A review by suzemo
Anna of Kleve: The Princess in the Portrait by Alison Weir

3.0

Anne of Cleves (or Anna of Kleve) has always been my favorite Henry VIII queen.

I mean, he shows up, makes some excuse not to want to marry her (I know there are is a lot of speculation on why - whether it's because she wasn't a virgin, smelled bad, whether she rebuffed him because he was an ass at their first meeting, or she wasn't nice enough to him because he was a smelly, obese, sociopath - I vote it's because she's the only wife he didn't 'choose' from personal acquaintance) and she comes out of the whole thing rich and independent.

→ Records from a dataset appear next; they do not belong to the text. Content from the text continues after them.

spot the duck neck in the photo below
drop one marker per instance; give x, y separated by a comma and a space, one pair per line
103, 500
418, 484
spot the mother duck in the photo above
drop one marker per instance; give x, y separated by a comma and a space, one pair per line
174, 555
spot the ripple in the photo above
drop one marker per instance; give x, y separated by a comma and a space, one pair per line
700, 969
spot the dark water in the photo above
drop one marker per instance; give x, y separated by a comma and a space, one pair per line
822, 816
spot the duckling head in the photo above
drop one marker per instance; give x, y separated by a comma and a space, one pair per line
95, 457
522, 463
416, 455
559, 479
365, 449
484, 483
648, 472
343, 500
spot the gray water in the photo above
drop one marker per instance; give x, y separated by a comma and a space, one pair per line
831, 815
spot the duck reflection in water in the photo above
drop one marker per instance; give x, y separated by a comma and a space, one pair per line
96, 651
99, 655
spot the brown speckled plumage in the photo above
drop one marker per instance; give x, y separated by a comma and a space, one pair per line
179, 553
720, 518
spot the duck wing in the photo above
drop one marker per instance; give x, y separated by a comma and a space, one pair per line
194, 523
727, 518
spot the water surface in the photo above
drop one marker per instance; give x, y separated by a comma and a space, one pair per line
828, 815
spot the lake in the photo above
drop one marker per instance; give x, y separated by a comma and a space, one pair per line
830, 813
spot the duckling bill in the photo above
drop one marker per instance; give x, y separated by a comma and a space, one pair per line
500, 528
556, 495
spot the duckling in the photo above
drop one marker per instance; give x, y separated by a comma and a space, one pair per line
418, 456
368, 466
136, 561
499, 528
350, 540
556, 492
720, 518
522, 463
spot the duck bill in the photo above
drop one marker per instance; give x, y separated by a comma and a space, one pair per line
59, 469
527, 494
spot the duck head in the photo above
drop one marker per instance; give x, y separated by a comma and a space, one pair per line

In a time when she was the property of her strict and authoritarian brother, she is transferred to a murdering tyrant, and all she had to do was say "sure, divorce - fine with me!" and she gets property, money, independence, and freedom. She outlived all of the other wives, and while she had some bumps in her proverbial road (like Mary suspecting her to be part of Wyatt's Rebellion), I admire it.

This book is a historical fiction, though the author takes pains at the end of the book with notes on why she chose the path she did. Why she thought that Anne might not have been a virgin, why she thinks Henry didn't 'like' her, and why/how she chose the path she did. I thought it was an interesting and entertaining take on Anne.